In Frontotemporal Lobar Degeneration (FTLD), none of the BPSD were affected by disease severity. As in all types of dementia, apathy was the most prevalent BPSD. There was an increase in frequency of hallucinations, apathy, irritability, and aberrant motor behavior in addition to an increase in the severity of apathy as the disease progressed. Caregiver stress increased with disinhibition at the higher CDR scores. Compared to the other dementias, the incidence of euphoria was high (11.4% at CDR 0.5 and 32% in CDR 2). At the beginning of the disease, irritability, although present in less than 20% of cases, caused moderate to severe caregiver distress in more than half the caregivers.
The frequency of eating abnormalities was higher in FTLD than in AD for all CDR groups. Eating abnormalities on the NPI include rigid dietary preferences, pathological sweet tooth, rushing through meals, and/or refusing to eat.

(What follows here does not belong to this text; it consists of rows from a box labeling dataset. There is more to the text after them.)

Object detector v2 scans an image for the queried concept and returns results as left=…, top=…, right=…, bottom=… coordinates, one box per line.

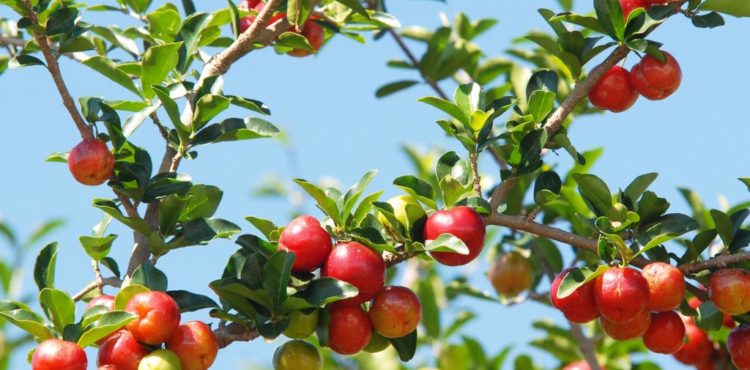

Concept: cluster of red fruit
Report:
left=31, top=291, right=219, bottom=370
left=238, top=0, right=325, bottom=57
left=550, top=262, right=750, bottom=370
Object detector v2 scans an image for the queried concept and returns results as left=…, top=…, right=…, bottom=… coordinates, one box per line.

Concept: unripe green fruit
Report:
left=284, top=310, right=320, bottom=339
left=273, top=340, right=323, bottom=370
left=138, top=349, right=182, bottom=370
left=364, top=332, right=391, bottom=353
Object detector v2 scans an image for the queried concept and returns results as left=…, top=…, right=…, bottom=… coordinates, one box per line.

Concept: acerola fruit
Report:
left=138, top=349, right=181, bottom=370
left=125, top=291, right=180, bottom=345
left=620, top=0, right=651, bottom=20
left=487, top=251, right=534, bottom=297
left=31, top=339, right=88, bottom=370
left=708, top=269, right=750, bottom=315
left=279, top=216, right=333, bottom=272
left=599, top=311, right=651, bottom=340
left=328, top=302, right=372, bottom=355
left=96, top=330, right=150, bottom=370
left=594, top=267, right=648, bottom=322
left=284, top=309, right=320, bottom=339
left=589, top=66, right=638, bottom=113
left=630, top=52, right=682, bottom=100
left=165, top=321, right=219, bottom=370
left=369, top=286, right=422, bottom=338
left=424, top=206, right=485, bottom=266
left=322, top=242, right=385, bottom=304
left=68, top=139, right=115, bottom=186
left=288, top=18, right=326, bottom=57
left=643, top=311, right=685, bottom=355
left=549, top=269, right=599, bottom=324
left=273, top=340, right=323, bottom=370
left=727, top=325, right=750, bottom=369
left=642, top=262, right=685, bottom=312
left=86, top=294, right=115, bottom=311
left=672, top=319, right=714, bottom=365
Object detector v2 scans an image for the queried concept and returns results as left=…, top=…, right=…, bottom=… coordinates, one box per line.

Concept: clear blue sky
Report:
left=0, top=0, right=750, bottom=369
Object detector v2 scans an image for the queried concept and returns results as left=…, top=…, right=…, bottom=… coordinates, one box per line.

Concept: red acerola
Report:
left=672, top=319, right=714, bottom=365
left=96, top=330, right=149, bottom=370
left=594, top=267, right=648, bottom=322
left=727, top=325, right=750, bottom=369
left=642, top=262, right=685, bottom=312
left=599, top=311, right=651, bottom=340
left=369, top=286, right=422, bottom=338
left=31, top=339, right=88, bottom=370
left=424, top=206, right=485, bottom=266
left=125, top=291, right=180, bottom=345
left=68, top=139, right=115, bottom=185
left=322, top=242, right=385, bottom=304
left=328, top=303, right=372, bottom=355
left=279, top=216, right=333, bottom=272
left=550, top=269, right=599, bottom=324
left=708, top=269, right=750, bottom=315
left=288, top=18, right=326, bottom=57
left=630, top=52, right=682, bottom=100
left=643, top=311, right=685, bottom=355
left=589, top=66, right=638, bottom=113
left=166, top=321, right=219, bottom=370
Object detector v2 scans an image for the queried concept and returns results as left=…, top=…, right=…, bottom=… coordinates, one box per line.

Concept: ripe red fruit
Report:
left=642, top=262, right=685, bottom=312
left=630, top=52, right=682, bottom=100
left=550, top=269, right=599, bottom=324
left=279, top=216, right=333, bottom=272
left=68, top=139, right=115, bottom=185
left=487, top=252, right=534, bottom=296
left=620, top=0, right=651, bottom=19
left=288, top=18, right=326, bottom=57
left=673, top=319, right=714, bottom=365
left=322, top=242, right=385, bottom=304
left=599, top=311, right=651, bottom=340
left=166, top=321, right=219, bottom=370
left=589, top=66, right=638, bottom=113
left=727, top=325, right=750, bottom=369
left=125, top=291, right=180, bottom=345
left=708, top=269, right=750, bottom=315
left=86, top=294, right=115, bottom=311
left=594, top=267, right=648, bottom=322
left=31, top=339, right=88, bottom=370
left=643, top=311, right=685, bottom=355
left=328, top=303, right=372, bottom=355
left=369, top=286, right=422, bottom=338
left=96, top=330, right=149, bottom=370
left=424, top=206, right=485, bottom=266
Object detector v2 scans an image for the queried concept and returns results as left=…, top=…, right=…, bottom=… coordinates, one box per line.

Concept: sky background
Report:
left=0, top=0, right=750, bottom=369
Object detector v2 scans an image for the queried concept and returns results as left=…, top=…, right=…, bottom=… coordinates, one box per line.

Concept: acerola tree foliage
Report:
left=0, top=0, right=750, bottom=370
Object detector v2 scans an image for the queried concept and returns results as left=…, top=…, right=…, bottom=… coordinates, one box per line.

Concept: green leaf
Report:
left=78, top=311, right=138, bottom=348
left=39, top=288, right=76, bottom=333
left=557, top=265, right=609, bottom=299
left=294, top=277, right=359, bottom=307
left=82, top=55, right=141, bottom=97
left=375, top=80, right=419, bottom=98
left=0, top=301, right=52, bottom=341
left=390, top=329, right=417, bottom=362
left=167, top=290, right=219, bottom=313
left=192, top=117, right=279, bottom=145
left=130, top=261, right=167, bottom=292
left=700, top=0, right=750, bottom=17
left=294, top=179, right=342, bottom=225
left=141, top=42, right=182, bottom=99
left=34, top=242, right=57, bottom=290
left=529, top=90, right=556, bottom=123
left=424, top=234, right=469, bottom=255
left=78, top=234, right=117, bottom=261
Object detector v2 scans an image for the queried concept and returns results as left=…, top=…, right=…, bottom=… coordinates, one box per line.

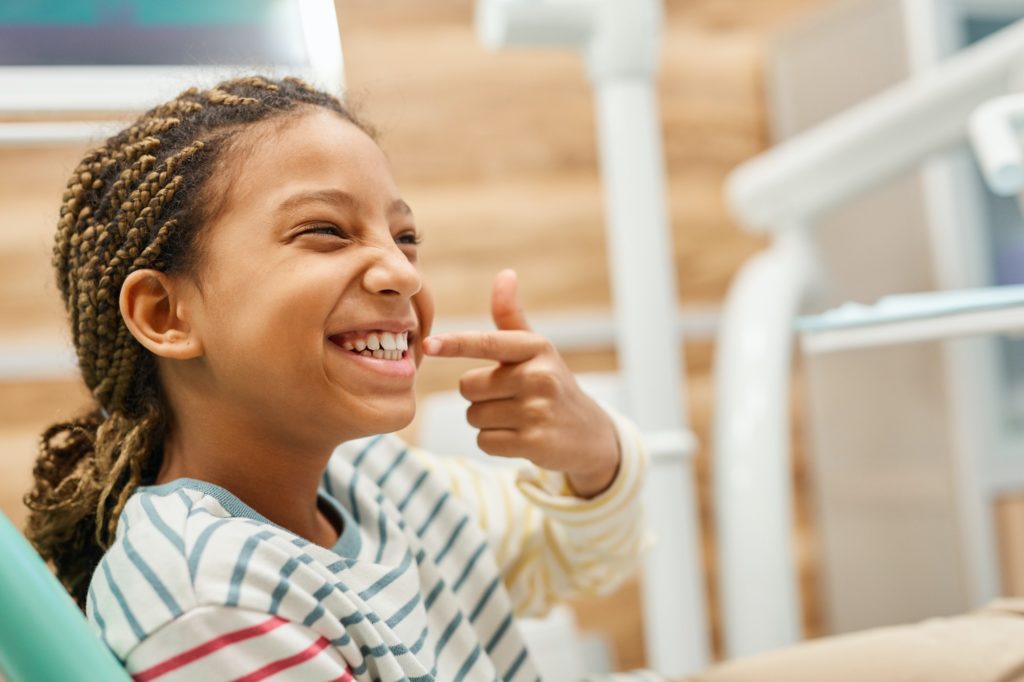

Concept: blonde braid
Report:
left=26, top=76, right=366, bottom=607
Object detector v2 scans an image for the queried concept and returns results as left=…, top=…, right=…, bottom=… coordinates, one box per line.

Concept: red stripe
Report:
left=234, top=637, right=331, bottom=682
left=132, top=615, right=288, bottom=682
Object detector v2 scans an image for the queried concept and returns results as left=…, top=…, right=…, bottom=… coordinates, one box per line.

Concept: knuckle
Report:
left=521, top=400, right=551, bottom=427
left=524, top=366, right=558, bottom=396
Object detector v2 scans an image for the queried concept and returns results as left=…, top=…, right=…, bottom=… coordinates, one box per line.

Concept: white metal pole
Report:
left=713, top=224, right=814, bottom=657
left=595, top=78, right=708, bottom=675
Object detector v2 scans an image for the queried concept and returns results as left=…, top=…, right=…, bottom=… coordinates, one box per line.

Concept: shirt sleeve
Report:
left=124, top=606, right=354, bottom=682
left=417, top=410, right=649, bottom=615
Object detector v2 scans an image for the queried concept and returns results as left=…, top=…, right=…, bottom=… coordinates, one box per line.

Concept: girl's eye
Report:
left=300, top=225, right=347, bottom=239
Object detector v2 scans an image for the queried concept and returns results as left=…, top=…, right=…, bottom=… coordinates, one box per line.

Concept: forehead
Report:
left=216, top=109, right=398, bottom=213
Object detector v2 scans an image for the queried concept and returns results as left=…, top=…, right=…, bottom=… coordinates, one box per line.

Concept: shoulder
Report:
left=86, top=481, right=335, bottom=659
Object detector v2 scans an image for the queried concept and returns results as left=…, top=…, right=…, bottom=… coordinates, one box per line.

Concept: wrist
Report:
left=565, top=438, right=622, bottom=499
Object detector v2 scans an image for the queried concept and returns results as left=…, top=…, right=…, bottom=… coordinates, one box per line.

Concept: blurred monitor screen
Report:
left=0, top=0, right=309, bottom=67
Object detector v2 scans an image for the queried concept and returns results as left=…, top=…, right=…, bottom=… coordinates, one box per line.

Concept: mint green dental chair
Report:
left=0, top=513, right=131, bottom=682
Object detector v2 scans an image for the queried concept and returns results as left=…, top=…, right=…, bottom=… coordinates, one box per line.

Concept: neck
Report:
left=157, top=385, right=338, bottom=547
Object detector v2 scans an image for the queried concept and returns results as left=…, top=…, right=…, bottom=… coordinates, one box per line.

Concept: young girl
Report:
left=27, top=77, right=644, bottom=681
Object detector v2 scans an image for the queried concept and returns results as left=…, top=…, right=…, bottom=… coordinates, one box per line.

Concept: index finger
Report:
left=423, top=330, right=545, bottom=363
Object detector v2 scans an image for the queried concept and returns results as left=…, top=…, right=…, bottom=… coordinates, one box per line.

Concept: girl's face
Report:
left=179, top=110, right=433, bottom=444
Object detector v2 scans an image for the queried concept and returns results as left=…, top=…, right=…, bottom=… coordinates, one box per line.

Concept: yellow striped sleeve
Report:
left=411, top=410, right=648, bottom=615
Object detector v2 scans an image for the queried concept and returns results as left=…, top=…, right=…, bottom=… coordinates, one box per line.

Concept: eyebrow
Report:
left=276, top=189, right=413, bottom=215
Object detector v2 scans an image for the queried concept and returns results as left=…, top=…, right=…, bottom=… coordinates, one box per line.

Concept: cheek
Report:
left=413, top=284, right=434, bottom=364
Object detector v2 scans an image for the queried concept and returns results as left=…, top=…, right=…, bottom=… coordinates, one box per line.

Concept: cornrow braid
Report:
left=25, top=76, right=373, bottom=608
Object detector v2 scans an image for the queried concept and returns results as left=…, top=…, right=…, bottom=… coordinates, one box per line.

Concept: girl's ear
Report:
left=119, top=269, right=203, bottom=359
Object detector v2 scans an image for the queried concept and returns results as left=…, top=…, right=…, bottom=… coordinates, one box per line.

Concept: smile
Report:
left=331, top=331, right=409, bottom=360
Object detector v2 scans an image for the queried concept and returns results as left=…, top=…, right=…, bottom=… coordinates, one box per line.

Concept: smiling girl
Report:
left=27, top=77, right=644, bottom=681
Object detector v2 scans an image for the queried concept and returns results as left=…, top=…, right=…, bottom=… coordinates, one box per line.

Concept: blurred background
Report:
left=9, top=0, right=1024, bottom=669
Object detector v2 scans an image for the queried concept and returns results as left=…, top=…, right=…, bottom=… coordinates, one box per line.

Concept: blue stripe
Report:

The authors reported that the data was obtained during the visits of first-time patients to dementia clinics, and these individuals had beginning CDR scores at the following percentages:
CDR 1 (43.6%), CDR 0.5 (31.9%), CDR 2 (19.6%), and CDR 3 (4.9%). The results of the study indicated that some of the behavioral and psychological symptoms were present in high frequency even at the lowest (0.5) CDR levels. The authors suggest that physicians should be able to give the patient and their caregiver(s) information about the kinds of symptoms and behaviors that are likely to occur. The BPSDs with a frequency of greater than 20% of cases at the CDR 0.5 level by dementia are:
AD – 5 symptoms:
Depression
Apathy
Irritability
Anxiety
Delusions
DLB – 9 symptoms:
Delusions
Hallucinations
Apathy
Sleep disturbances
Agitation
Depression
Anxiety
Irritability
VaD – 7 symptoms:
Agitation
Depression
Anxiety
Apathy
Irritability
Sleep disturbances
Eating abnormalities
FTLD – 8 symptoms:
Apathy
Aberrant motor behavior
Sleep disturbances
Eating abnormalities
Irritability
Disinhibition
Anxiety
Depression
In addition, this study identified the BPSD that become more severe as the disease progresses:
In AD: apathy, sleep disturbances, depression, irritability, anxiety, delusions,
hallucinations, agitation, eating abnormalities, aberrant motor behavior, and disinhibition
VaD: apathy, sleep disturbances, depression, and anxiety
DLB: apathy, sleep disturbances, aberrant motor behavior, agitation, irritability,
disinhibition, and euphoria
FTLD: trajectories are unclear.
* The CDR is a rating scale from 1 to 3 that is used by clinicians to indicate level of cognitive impairment.
Sources:
Kazui H, Yoshiyama K, Kanemoto H, Suzuki Y, Sato S, Hashimoto M, et al. Differences of behavioral and psychological symptoms of dementia in disease severity in four major dementias. PLoS ONE , 2016;11(8).